Geberit steigert Reingewinn trotz Umsatzrückgang
Aktualisiert

Geberit steigert Reingewinn trotz Umsatzrückgang

Der Sanitärtechnikkonzern Geberit hat im ersten Halbjahr 2005 deutlich mehr verdient als in der Vorjahresperiode.

Der Gewinn kletterte um 23,1 Prozent auf 142,4 Mio. Franken. Der Umsatz sank jedoch wegen Verkäufen von Geschäftsteilen.

In den ersten sechs Monaten 2005 belief sich der Umsatz auf 973,5 Mio. Franken, wie Geberit am Dienstag mitteilte. Gegenüber der Vorjahresperiode entspricht das einem Rückgang von 3,1 Prozent.

Desinvestitionen

Allerdings wurde Anfang 2005 die Tochter Blücher Metal an dänische Investoren verkauft. Zudem wurde das Geschäft der erdverlegten Rohrleitungssysteme aufgegeben.

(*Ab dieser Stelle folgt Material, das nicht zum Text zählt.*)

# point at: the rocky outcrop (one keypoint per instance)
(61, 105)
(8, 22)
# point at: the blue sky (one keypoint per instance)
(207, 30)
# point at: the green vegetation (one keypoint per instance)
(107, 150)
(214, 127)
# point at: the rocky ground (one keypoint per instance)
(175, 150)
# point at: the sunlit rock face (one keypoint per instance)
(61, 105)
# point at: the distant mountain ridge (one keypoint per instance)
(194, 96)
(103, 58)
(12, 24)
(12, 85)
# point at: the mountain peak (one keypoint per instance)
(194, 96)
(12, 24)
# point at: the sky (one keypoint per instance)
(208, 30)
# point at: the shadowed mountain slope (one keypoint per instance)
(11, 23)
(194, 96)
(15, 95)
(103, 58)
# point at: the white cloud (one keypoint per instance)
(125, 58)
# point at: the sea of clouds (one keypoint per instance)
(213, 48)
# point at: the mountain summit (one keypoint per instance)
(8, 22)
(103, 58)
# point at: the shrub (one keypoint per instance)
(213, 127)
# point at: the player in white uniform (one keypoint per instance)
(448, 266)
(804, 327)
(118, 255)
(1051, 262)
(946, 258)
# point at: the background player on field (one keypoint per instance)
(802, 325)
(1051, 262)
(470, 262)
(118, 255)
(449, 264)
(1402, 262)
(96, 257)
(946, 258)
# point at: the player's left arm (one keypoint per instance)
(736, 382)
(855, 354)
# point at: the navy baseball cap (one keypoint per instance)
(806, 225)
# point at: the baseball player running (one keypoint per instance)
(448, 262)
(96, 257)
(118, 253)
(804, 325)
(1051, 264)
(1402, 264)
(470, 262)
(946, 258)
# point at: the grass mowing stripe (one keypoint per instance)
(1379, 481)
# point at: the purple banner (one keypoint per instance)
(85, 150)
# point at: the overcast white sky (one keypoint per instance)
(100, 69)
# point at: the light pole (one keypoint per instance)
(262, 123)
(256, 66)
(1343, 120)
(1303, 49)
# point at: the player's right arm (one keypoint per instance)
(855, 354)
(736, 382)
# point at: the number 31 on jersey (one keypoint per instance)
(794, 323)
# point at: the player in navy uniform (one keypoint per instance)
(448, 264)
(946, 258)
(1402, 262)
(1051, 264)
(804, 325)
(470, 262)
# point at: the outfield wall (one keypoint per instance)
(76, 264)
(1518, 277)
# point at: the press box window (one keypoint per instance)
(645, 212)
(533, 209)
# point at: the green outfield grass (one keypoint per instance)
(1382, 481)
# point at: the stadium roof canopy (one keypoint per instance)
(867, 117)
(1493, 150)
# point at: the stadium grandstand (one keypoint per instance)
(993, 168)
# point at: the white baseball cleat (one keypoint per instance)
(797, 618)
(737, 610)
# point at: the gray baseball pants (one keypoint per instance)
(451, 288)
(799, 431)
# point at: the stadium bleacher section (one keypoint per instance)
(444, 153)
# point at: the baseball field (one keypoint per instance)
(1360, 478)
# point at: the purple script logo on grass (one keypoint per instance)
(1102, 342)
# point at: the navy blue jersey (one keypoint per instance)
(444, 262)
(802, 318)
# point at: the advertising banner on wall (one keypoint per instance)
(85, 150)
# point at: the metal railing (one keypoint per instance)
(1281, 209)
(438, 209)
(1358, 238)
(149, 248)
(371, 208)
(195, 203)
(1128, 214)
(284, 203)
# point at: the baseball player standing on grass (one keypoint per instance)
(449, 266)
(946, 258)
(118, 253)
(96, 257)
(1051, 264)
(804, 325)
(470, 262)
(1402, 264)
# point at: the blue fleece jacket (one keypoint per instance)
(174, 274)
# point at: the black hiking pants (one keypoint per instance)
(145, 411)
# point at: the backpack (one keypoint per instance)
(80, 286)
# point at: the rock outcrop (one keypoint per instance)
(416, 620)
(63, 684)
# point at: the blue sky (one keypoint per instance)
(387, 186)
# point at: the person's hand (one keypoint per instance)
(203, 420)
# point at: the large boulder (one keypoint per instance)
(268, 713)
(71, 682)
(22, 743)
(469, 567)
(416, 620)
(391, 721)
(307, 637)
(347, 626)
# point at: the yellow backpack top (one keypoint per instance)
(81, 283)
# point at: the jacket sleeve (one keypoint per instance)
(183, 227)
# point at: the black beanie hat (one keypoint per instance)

Um diesen Effekt und Währungseinflüsse bereinigt, resultierte ein Wachstum von 1,1 Prozent. In Schweizer Franken belief sich das leichte Plus auf 0,5 Prozent. Der im Vergleich zum Euro und Dollar starke Schweizer Franken belastete den Umsatz nach wie vor, wie Geberit weiter mitteilte.

Im zweiten Quartal 2005 erhöhte sich der Umsatz um 1,2 (Vorjahresquartal -7,2) Prozent. Die Märkte in Europa hätten sich im Vergleich zum ersten Quartal erholt, schreibt das Unternehmen.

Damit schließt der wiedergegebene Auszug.